South African wine making dates back 356 years, Meerlust has a history reaching all the way back to 1693 and the Myburghs themselves have been farming the estate since 1756. All this history was honoured in November in a celebration of four decades of the label as a South African icon.
It always feels very special to visit Meerlust. The beautifully restored Cape Dutch homestead with its exquisite gable and the other old farm outbuildings now converted to the cellar, tasting room and offices all create a sense of a quiet, more gracious past. Hannes Myburgh, eighth generation owner, is as welcoming and generous as any 17th century host, but with all the savvy of a successful modern vigneron. He has built up the Meerlust brand though a consistent focus on quality with the result that the flagship Rubicon has achieved hordes of international awards including the Château Pichon Longueville Comtesse de Lalande trophy for best red blend at the International Wine & Spirit Competition in London.
Meerlust has only ever had three winemakers , and today it is in the skilled hands of affable Chris Williams, who last week took a group of us through a tasting of some of their older vintages, starting with the first ever wine, a 1975 Cabernet, and ending with the Meerlust Estate Rubicon 2010 which has just been awarded 5 stars in the 2016 Platter Guide. What a privilege to sit in the cellar and taste South African wine history! The 1975 wine amazed me, with its lovely colour, fresh acidity, clear fruits and silky texture. As a complete contrast, the 2010 Rubicon was very intense, with deep colour and a rich nose of spice and plums.
After the tasting we joined Hannes for a delicious lunch around his legendary kitchen table. The homestead is full of fabulous paintings and art posters and well-loved old furniture, and the giant square kitchen table could certainly tell tales of lengthy and heated discussions about wine and the world.

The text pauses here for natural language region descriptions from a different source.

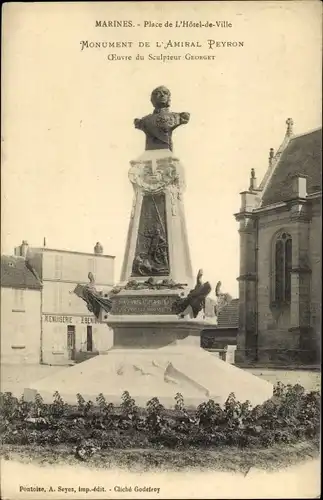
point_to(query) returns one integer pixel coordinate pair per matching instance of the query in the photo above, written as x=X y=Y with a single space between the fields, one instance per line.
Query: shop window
x=19 y=300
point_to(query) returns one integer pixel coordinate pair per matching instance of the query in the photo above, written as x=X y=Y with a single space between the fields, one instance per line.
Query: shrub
x=290 y=415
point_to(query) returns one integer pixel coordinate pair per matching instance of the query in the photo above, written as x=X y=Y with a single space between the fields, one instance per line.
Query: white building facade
x=67 y=331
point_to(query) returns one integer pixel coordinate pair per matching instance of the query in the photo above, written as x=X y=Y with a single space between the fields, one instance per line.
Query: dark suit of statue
x=159 y=125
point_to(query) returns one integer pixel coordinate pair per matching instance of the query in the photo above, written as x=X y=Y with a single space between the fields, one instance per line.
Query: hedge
x=291 y=415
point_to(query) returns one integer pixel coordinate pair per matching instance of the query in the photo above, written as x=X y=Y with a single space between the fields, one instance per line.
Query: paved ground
x=15 y=378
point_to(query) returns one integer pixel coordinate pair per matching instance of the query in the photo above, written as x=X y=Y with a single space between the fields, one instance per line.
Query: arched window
x=282 y=269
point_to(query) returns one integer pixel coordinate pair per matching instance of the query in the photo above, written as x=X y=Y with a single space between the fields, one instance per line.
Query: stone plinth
x=146 y=373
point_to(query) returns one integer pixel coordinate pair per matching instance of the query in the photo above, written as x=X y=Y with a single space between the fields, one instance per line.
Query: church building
x=42 y=319
x=280 y=256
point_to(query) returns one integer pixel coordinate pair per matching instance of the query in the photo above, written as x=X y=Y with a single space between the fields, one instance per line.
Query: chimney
x=98 y=249
x=24 y=248
x=299 y=186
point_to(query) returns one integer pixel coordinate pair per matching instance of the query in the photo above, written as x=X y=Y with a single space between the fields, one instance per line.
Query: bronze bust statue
x=159 y=125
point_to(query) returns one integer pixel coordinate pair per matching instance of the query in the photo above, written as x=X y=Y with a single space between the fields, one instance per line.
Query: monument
x=157 y=309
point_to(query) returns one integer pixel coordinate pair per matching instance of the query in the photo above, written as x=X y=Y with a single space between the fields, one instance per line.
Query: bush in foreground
x=289 y=416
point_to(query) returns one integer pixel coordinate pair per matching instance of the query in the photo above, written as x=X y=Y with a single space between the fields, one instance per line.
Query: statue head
x=160 y=97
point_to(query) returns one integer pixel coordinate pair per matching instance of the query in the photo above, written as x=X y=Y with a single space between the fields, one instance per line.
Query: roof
x=229 y=315
x=302 y=155
x=15 y=274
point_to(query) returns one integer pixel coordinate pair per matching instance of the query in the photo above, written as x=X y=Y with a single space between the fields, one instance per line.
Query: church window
x=283 y=266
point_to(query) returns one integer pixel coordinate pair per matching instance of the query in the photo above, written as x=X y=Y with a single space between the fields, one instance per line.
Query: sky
x=67 y=119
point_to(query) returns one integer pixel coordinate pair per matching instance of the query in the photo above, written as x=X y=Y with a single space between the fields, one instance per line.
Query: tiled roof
x=229 y=315
x=15 y=274
x=301 y=156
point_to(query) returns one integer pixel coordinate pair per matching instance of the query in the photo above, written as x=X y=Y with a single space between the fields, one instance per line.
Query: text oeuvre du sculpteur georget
x=211 y=37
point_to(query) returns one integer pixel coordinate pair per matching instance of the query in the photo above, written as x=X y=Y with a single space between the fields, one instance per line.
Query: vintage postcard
x=161 y=250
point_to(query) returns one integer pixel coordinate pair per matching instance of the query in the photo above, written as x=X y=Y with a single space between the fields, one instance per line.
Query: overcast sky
x=68 y=134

Meerlust isn’t only about the old world however. Earlier in the day we took a tour of an imaginative and successful empowerment initiative, Companjiesdrift, that is jointly owned by the Meerlust Family Trust and the Meerlust Workers Trust. The latter comprises 72 people who have worked for many years on Meerlust and on the nearby Vriesenhof and Ken Forrester farms. Companjiesdrift owns a new building and in it, has been offering wine storage, bottling and labeling since December 2010. The MD is a dynamic Ilse Ruthford, once the export clerk at Meerlust and now running this enterprise. The plant is working at full capacity, and the company is diversifying into vegetable farming and raising a Nguni herd, and is also soon to launch their own Companjiesdrift wines. All of these create jobs and opportunities for the local farm folk so let’s hope that a little of the Meerlust magic rubs off on the new wine and that it is just as successful.